Hox gene

Hox genes, a subset of homeobox genes, are a group of related genes that specify regions of the body plan of an embryo along the head-tail axis of animals. Hox proteins encode and specify the characteristics of 'position', ensuring that the correct structures form in the correct places of the body. For example, Hox genes in insects specify which appendages form on a segment (for example, legs, antennae, and wings in fruit flies), and Hox genes in vertebrates specify the types and shape of vertebrae that will form. In segmented animals, Hox proteins thus confer segmental or positional identity, but do not form the actual segments themselves.

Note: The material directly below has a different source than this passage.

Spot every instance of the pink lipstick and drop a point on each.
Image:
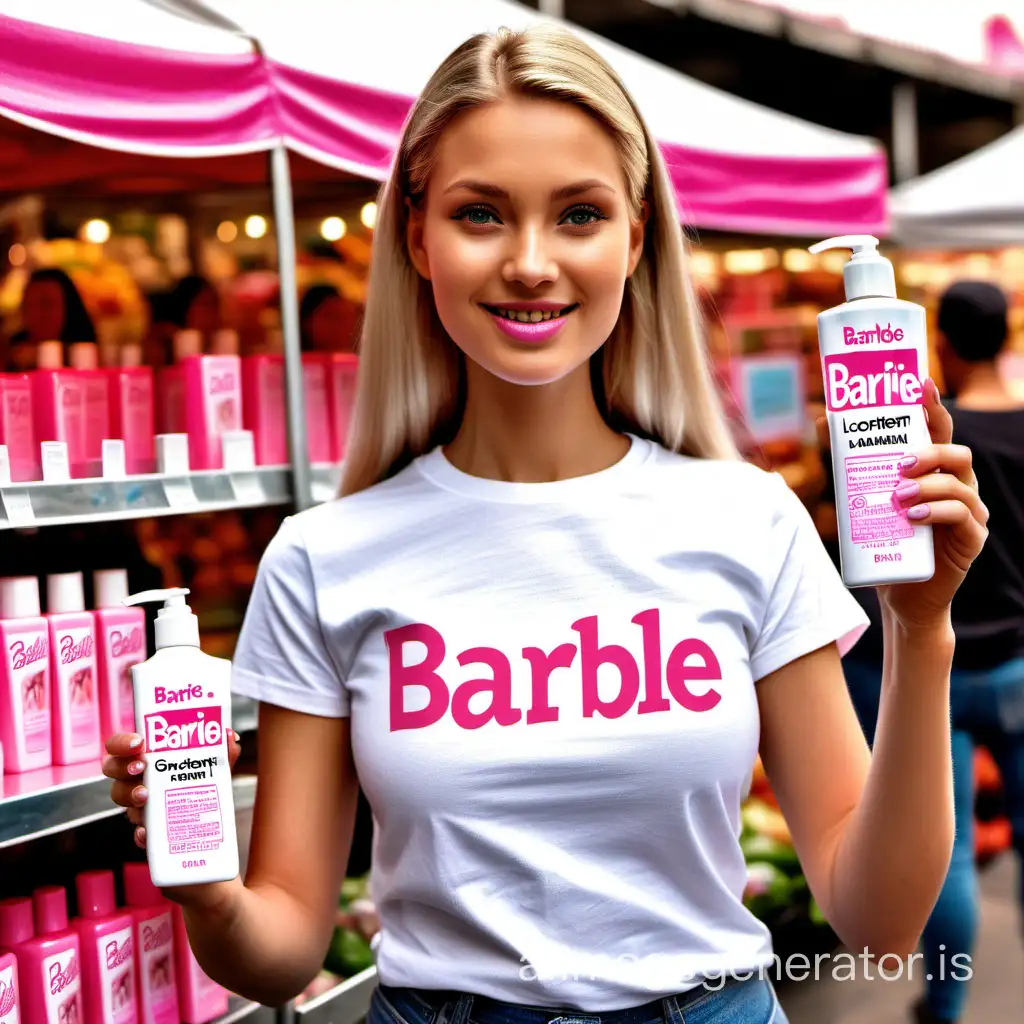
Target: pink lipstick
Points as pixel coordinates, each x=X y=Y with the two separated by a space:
x=530 y=331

Studies on Hox genes in ciliated larvae have shown they are only expressed in future adult tissues. In larvae with gradual metamorphosis the Hox genes are activated in tissues of the larval body, generally in the trunk region, that will be maintained through metamorphosis. In larvae with complete metamorphosis the Hox genes are mainly expressed in juvenile rudiments and are absent in the transient larval tissues. The larvae of the hemichordate species Schizocardium californicum and the pilidium larva of Nemertea do not express Hox genes.^[1]^[2]

An analogy for the Hox genes can be made to the role of a play director who calls which scene the actors should carry out next. If the play director calls the scenes in the wrong order, the overall play will be presented in the wrong order. Similarly, mutations in the Hox genes can result in body parts and limbs in the wrong place along the body. Like a play director, the Hox genes do not act in the play or participate in limb formation themselves.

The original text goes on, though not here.